Por Celina Santos
Bastidores da gestão; diferenças – sobretudo ideológicas – com os evangélicos, que ocuparam cargos estratégicos no governo; relação com o então prefeito Claudevane Leite. Estes e outros assuntos permeiam a entrevista reveladora concedida ao Diário Bahia pelo ex-vice-prefeito de Itabuna, Wenceslau Augusto dos Santos Júnior.

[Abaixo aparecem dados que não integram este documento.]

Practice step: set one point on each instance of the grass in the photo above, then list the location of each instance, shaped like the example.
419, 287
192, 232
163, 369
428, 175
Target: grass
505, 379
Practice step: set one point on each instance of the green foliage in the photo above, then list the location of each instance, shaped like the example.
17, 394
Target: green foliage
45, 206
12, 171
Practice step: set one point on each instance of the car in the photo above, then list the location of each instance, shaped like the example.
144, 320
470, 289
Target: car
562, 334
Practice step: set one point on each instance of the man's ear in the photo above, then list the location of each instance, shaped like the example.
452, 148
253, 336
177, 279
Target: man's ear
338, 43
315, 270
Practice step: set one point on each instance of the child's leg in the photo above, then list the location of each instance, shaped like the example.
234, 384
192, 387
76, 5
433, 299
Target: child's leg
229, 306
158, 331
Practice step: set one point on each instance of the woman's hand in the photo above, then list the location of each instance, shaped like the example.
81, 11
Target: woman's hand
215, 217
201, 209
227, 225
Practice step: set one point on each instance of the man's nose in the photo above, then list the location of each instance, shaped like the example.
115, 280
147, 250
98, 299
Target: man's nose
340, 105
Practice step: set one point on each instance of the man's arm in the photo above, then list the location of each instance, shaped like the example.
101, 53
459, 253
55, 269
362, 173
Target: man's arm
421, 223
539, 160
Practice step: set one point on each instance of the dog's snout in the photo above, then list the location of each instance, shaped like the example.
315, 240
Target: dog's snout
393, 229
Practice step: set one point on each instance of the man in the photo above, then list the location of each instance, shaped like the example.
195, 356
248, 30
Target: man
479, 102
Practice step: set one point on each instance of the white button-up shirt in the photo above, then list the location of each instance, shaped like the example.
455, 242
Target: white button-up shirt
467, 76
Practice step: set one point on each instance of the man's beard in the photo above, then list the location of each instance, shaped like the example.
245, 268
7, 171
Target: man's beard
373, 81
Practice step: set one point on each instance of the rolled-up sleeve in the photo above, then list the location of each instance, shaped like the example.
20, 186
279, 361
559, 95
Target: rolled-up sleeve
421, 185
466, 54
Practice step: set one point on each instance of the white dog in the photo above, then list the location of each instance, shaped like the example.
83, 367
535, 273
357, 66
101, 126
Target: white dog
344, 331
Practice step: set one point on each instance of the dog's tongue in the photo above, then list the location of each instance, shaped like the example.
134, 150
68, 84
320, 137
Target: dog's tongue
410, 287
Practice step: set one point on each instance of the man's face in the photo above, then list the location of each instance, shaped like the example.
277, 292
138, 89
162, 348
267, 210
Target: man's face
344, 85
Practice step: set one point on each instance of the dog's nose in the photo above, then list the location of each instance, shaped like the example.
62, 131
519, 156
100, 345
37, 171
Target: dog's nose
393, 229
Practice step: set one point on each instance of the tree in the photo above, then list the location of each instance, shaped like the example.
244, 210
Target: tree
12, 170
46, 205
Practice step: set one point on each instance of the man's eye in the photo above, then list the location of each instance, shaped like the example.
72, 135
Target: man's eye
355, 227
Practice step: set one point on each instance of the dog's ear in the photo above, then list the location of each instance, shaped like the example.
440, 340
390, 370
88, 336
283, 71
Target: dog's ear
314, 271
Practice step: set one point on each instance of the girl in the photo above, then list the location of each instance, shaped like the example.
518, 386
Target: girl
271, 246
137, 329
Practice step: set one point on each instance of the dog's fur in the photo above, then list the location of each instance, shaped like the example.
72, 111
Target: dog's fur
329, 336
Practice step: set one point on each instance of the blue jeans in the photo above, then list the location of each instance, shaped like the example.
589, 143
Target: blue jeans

Aos 47 anos, advogado, vereador por dois mandatos, suplente de deputado estadual, militante do PCdoB desde o movimento estudantil, ele conta como pretende dar sequência às atividades profissionais – ora na política, ora na vida acadêmica.
Como o senhor pretende se colocar no cenário político daqui por diante?
Olha, eu fui vereador por oito anos e seis meses aqui em Itabuna, fui presidente do PCdoB, presidente da UJS [União da Juventude Socialista], comecei no movimento estudantil em 1990 e em 1991 fundei o partido – São 26 anos de militância ininterrupta no PCdoB; fui primeiro suplente de deputado em 2010 – o candidato a deputado estadual mais votado da cidade; depois, passamos por essa experiência como vice-prefeito e durante três anos e meio, secretário de Planejamento e Tecnologia. No momento, minha decisão pessoal foi focar mais na atividade acadêmica. Sou vinculado à Uesb há 13 anos, fiquei licenciado quatro e consegui a transferência para a Uesc. Estou lotado no curso de Direito, trabalho com a disciplina Prática Jurídica. Pretendo, sobretudo esse ano, que não é eleitoral, me envolver mais na pesquisa, na extensão, fazer o mestrado.
E que espaço sobrará para a política?
Pretendo dar minha contribuição como militante, inclusive na área de formação política da militância, que casa bem com minha pretensão de retomar a atividade acadêmica; contribuir também com o mandato do deputado Davidson [Magalhães]. Tenho certeza que a prioridade política do partido no sul da Bahia é a recondução dele como deputado federal. Independente de pretensões, que todos têm direito a ter, acho que a gente não pode se dar ao luxo de perder um mandato desse quilate. Ele tem desempenhado um mandato de excelência e agora nossa responsabilidade aumenta, porque ele assumiu a presidência estadual do PCdoB.
O que foi bom e o que foi ruim na sua passagem como vice-prefeito de Itabuna?
Tudo na vida é experiência. Costumo dizer que mesmo das coisas negativas, você tem que tirar algo positivo, que serve como lição. As coisas positivas você comemora, as negativas você busca tirar lições para não cometer os mesmos erros.
O que o senhor comemora e o que é lição hoje?
Comemoro que pra mim foi uma experiência nova. É a primeira vez que tenho uma experiência mais robusta na área do Executivo. Então, assumir a pasta de Planejamento e Tecnologia e contar com vários colaboradores foi uma boa experiência. O ruim é levar fama sem proveito.
A fama de que o senhor mandava mais que o prefeito?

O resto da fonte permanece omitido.